I was working on the organ sounds with much patience.
I was there when Robert Palmer started up his first band.
I told him, "Don't do it that way. You'll never make a dime."
I was there.
I was the first guy playing The Techniques to the grime kids.
I played it at the Troubador.
Everybody thought I was crazy.
We all know.
I was there.
I was there.
I've never been wrong.
But I'm losing my edge to better-looking people with better ideas and more talent.
And they're actually really, really nice.
I'm losing my edge.
I heard you have a compilation of every good song ever done by anybody.
Every great song by Charles Mingus. All the underground hits.
All Simply Red tracks. I heard you have a vinyl of every Swell Maps record on German import.
I heard that you have a white label of every seminal grunge hit - 1985, '86, '87.
I heard that you have a CD compilation of every good '50s cut and another box set from the '90s.
I hear you're buying a marimba and a mellotron and are throwing your macbook out the window because you want to make something real. You want to make a Brick record.
I hear that you and your band have sold your oboe and bought a harpsichord.
I hear that you and your band have sold your harpsichord and bought an oboe.
I hear everybody that you know is more relevant than everybody that I know.
But have you seen my records?
Sandy B,
The Fugs,
Silicon Teens,
Little Man,
Dr. Dre and Snoop Doggy Dog,
The Last Poets,
Angry Samoans,
Althea and Donna,
The Star Department,
The Happenings,
The Five Americans,
The Divine Comedy,
The Cramps,
Pet Shop Boys,
Manfred Mann's Earth Band,
Kool G Rap & DJ Polo,
Radiohead,
The Names,
The Leaves,
Drexciya,
X-101,
Easy Going,
The Fall,
Bush Tetras,
Aural Exciters,
Shuggie Otis,
Lalann,
La Düsseldorf,
Mission of Burma,
Kool Moe Dee,
Marc Romboy vs. Booka Shade,
Oneida,
Funkadelic,
Derrick Morgan,
Goldenarms,
Pulsallama,
Metal Thangz,
The Velvet Underground,
The Motions,
Moebius,
Quantec,
Eden Ahbez,
Pere Ubu,
Rotary Connection,
Vainqueur,
Theoretical Girls,
The Peanut Butter Conspiracy,
R.M.O.,
John Coltrane,
The Zeros,
Los Fastidios,
Faust,
Moss Icon,
Altered Images,
Adolescents,
In Retrospect,
Funky Four + One,
Unwound,
Sugar Minott,
Nirvana,
John Cale, John Cale, John Cale, John Cale.

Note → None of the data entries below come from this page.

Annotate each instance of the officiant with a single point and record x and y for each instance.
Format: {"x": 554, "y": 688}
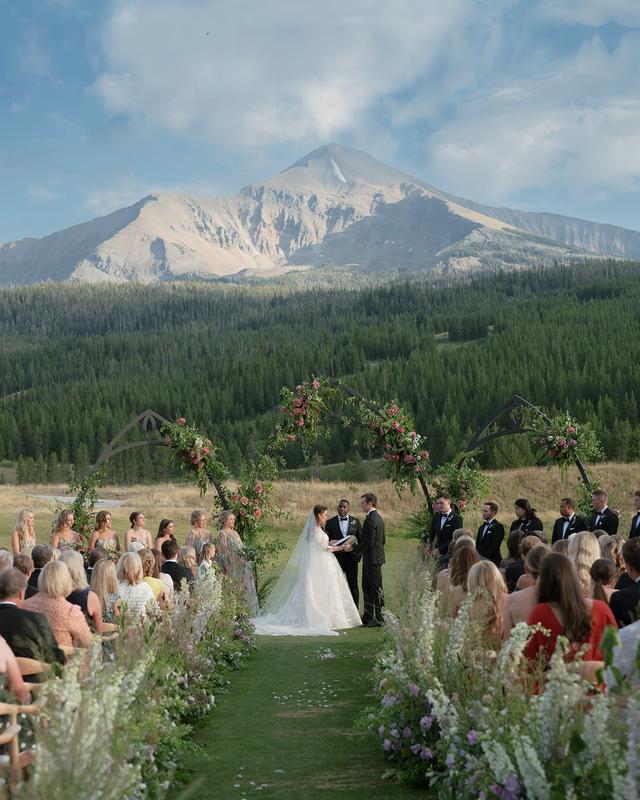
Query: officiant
{"x": 343, "y": 524}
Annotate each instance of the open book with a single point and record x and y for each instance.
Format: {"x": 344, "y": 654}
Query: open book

You don't know what you really want.
You don't know what you really want.
You don't know what you really want.
You don't know what you really want.
You don't know what you really want.
You don't know what you really want.
You don't know what you really want.
You don't know what you really want.
You don't know what you really want.
You don't know what you really want.
You don't know what you really want.
You don't know what you really want.
You don't know what you really want.
You don't know what you really want.
You don't know what you really want.